I'm not sure if this will help at all, but I stumbled onto this question looking to solve the same (if not seemingly the same) problem in my own project.
Of course the answer to my problem turned out to be quite simple. While yours may not be so, I figure it's worth checking.
Have you cleared the parent from the bone you're trying to move?
I recently had a similar problem which turned out to be caused by accidentally activating the option to "Manipulate center points" (shortcut Alt+,). This will (as a side-effect) disable rotation and scaling in pose and object modes. It's the symbol right next to the pivot mode with the three dots above a two-sided arrow.
It's possible that you've changed a setting somewhere, but (especially if you don't know how to get to those settings anyway) I think it's more likely that you need a little more information about how rigging normally works.
There are a number of reasons that your bones might not be moving the way you expect them to. The most likely is that you have a constraint that is limiting the way your bones can move.
One way this normally happens is if you're setting up an IK chain, then the bone at the end is the only one that will move. The bones in the middle have all been told to maintain the IK solution, which means you can't move them. This is normal.
Something similar can happen if you have other kinds of constraints set up. If you've used a constraint to tell a bone "Always point at this other object over here," then it will always point at that other object over there, even when you try to move it.

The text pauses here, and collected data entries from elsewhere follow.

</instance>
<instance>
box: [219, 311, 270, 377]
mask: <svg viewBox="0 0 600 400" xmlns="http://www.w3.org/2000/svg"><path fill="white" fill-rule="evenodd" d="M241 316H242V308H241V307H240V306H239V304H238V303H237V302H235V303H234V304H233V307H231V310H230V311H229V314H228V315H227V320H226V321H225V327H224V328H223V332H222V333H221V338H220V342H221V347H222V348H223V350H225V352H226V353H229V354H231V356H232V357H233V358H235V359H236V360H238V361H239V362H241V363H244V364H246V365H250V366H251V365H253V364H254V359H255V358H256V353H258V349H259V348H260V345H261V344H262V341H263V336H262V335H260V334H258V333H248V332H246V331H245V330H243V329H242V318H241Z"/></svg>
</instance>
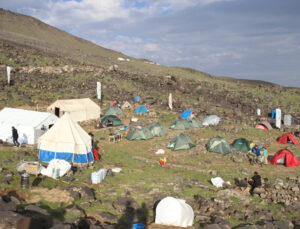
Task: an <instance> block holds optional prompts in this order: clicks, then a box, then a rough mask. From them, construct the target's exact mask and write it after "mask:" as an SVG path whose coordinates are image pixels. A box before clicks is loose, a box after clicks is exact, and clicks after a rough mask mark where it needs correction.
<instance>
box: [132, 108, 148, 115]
mask: <svg viewBox="0 0 300 229" xmlns="http://www.w3.org/2000/svg"><path fill="white" fill-rule="evenodd" d="M147 112H148V108H147V107H146V106H139V107H138V108H136V109H135V111H134V113H135V114H141V113H147Z"/></svg>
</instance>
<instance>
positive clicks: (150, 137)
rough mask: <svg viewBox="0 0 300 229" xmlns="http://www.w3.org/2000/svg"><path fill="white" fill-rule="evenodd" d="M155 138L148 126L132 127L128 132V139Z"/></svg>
mask: <svg viewBox="0 0 300 229" xmlns="http://www.w3.org/2000/svg"><path fill="white" fill-rule="evenodd" d="M151 138H153V135H152V133H151V131H150V130H149V128H148V127H141V128H130V132H129V133H128V134H127V136H126V139H127V140H148V139H151Z"/></svg>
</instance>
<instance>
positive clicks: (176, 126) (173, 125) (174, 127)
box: [170, 119, 190, 130]
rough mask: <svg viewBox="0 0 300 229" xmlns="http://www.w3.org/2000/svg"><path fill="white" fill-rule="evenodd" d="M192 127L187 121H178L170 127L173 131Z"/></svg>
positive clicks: (175, 120) (172, 123)
mask: <svg viewBox="0 0 300 229" xmlns="http://www.w3.org/2000/svg"><path fill="white" fill-rule="evenodd" d="M189 127H190V125H189V123H188V121H187V120H186V119H176V120H175V121H174V122H173V123H172V124H171V126H170V129H173V130H186V129H189Z"/></svg>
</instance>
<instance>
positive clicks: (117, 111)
mask: <svg viewBox="0 0 300 229" xmlns="http://www.w3.org/2000/svg"><path fill="white" fill-rule="evenodd" d="M108 115H115V116H121V115H123V111H122V110H121V109H120V108H119V107H117V106H109V107H108V108H107V109H106V110H105V112H104V116H108Z"/></svg>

Also keep in mind that when you're creating a rig, the idea is that they are BONES like in your body, which means that they are always attached to each other (this is not always true, but is usually how characters are done). So if your forearm can't move (because you don't have it selected) and your shoulder can't move (because you don't have it selected) then if you try to move your upper arm, it's not going to go anywhere; it's locked in place because it's not allowed to influence the two other bones it's attached to. Of course, this isn't how your body works, but keep in mind that the computer is dumb. It can only make assumptions that it's been TOLD to make, and it's usually safer not to make any assumptions, so it doesn't make a bone move until you tell it exactly how to move it, either by selecting it, or by giving it rules like with a constraint.
Although I'm using anatomical illustrations, the principles apply to any other kind of rig in which your bones are attached to each other in a hierarchy.

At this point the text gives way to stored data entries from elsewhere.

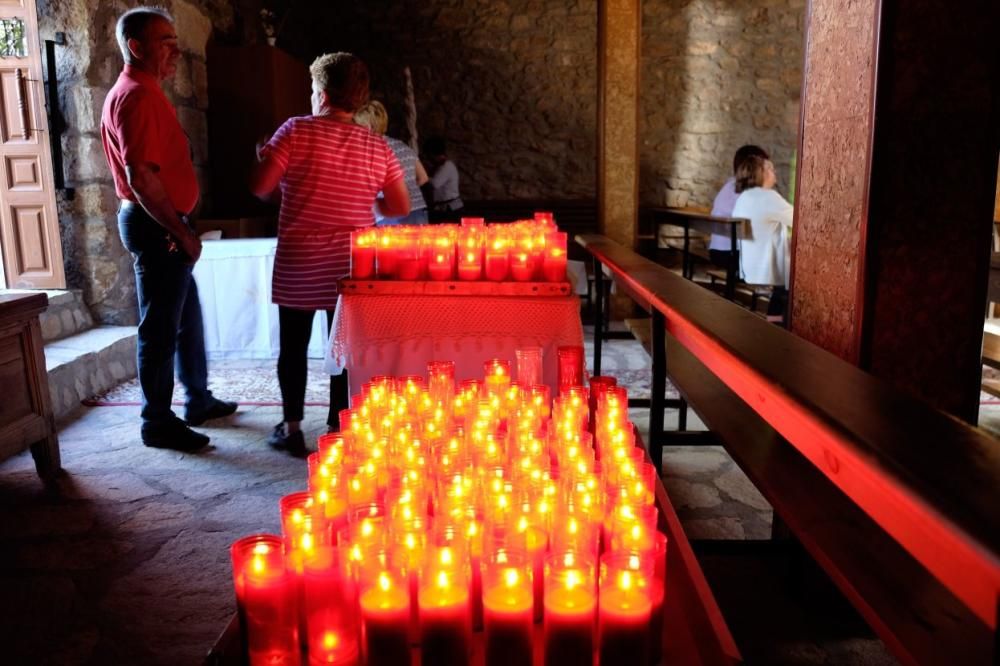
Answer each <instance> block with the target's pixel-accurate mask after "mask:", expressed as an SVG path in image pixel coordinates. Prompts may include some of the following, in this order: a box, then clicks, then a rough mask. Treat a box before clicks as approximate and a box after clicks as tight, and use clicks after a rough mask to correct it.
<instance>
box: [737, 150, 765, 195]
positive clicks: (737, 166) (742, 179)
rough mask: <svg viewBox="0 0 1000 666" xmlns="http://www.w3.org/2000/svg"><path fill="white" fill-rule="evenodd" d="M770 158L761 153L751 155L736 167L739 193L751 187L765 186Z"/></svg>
mask: <svg viewBox="0 0 1000 666" xmlns="http://www.w3.org/2000/svg"><path fill="white" fill-rule="evenodd" d="M767 162H768V159H767V158H766V157H761V156H760V155H750V156H749V157H747V158H746V159H745V160H743V161H742V162H740V163H739V164H738V165H737V167H736V173H735V174H734V175H735V176H736V187H735V188H734V189H735V190H736V193H737V194H739V193H740V192H742V191H744V190H749V189H750V188H751V187H763V185H764V172H765V171H766V170H767Z"/></svg>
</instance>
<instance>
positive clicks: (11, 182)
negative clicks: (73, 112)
mask: <svg viewBox="0 0 1000 666" xmlns="http://www.w3.org/2000/svg"><path fill="white" fill-rule="evenodd" d="M10 18H17V19H20V20H22V21H23V22H24V32H25V35H24V42H25V51H26V56H24V57H17V56H11V57H0V263H2V270H0V287H9V288H28V289H64V288H65V287H66V277H65V269H64V265H63V256H62V242H61V239H60V230H59V216H58V209H57V207H56V202H55V184H54V176H53V169H52V153H51V143H50V140H49V134H48V132H50V131H51V130H50V128H49V125H48V114H47V113H46V105H45V93H44V89H43V85H44V83H43V77H42V53H41V39H40V35H39V32H38V14H37V8H36V4H35V0H0V19H10ZM12 61H13V62H12ZM18 69H19V70H21V71H22V72H23V76H22V80H21V81H20V82H18V81H17V79H16V77H15V76H14V74H13V72H14V71H16V70H18ZM52 103H53V104H54V103H56V100H52ZM22 106H23V111H22V110H21V109H22ZM12 113H16V115H15V116H14V117H15V118H16V119H17V121H18V122H16V123H14V122H11V120H12ZM22 119H23V120H24V122H22ZM21 125H25V126H26V133H24V134H23V135H24V136H26V137H27V138H23V139H22V138H21V137H22V128H21ZM22 214H23V216H22Z"/></svg>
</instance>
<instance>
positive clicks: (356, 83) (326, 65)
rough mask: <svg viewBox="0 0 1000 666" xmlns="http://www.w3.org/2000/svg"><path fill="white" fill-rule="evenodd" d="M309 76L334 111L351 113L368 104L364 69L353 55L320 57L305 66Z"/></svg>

This sounds like bones in the hierarchy are parented with connected head/tip. There are two ways to parent a bone: 'connected' and 'with offset'. 'Connected' means the head of the child bone will snap to the tip of the parent and the two bones are joined at the junction. If you try to move one, the other will be adjusted as well. 'Offset' means the two bones are still in a hierarchy, but they are not joined at the head/tip junction. The child is free to move in its parent's space in all three transforms. This is signified by a dotted line between the head of the child and tip of the parent in edit mode.
If your bones are connected, you can break this connection without breaking the parent/child hierarchy with Alt+P and choosing 'disconnect bone'. To make a parent without the snapping, simply choose 'with offset' when you parent.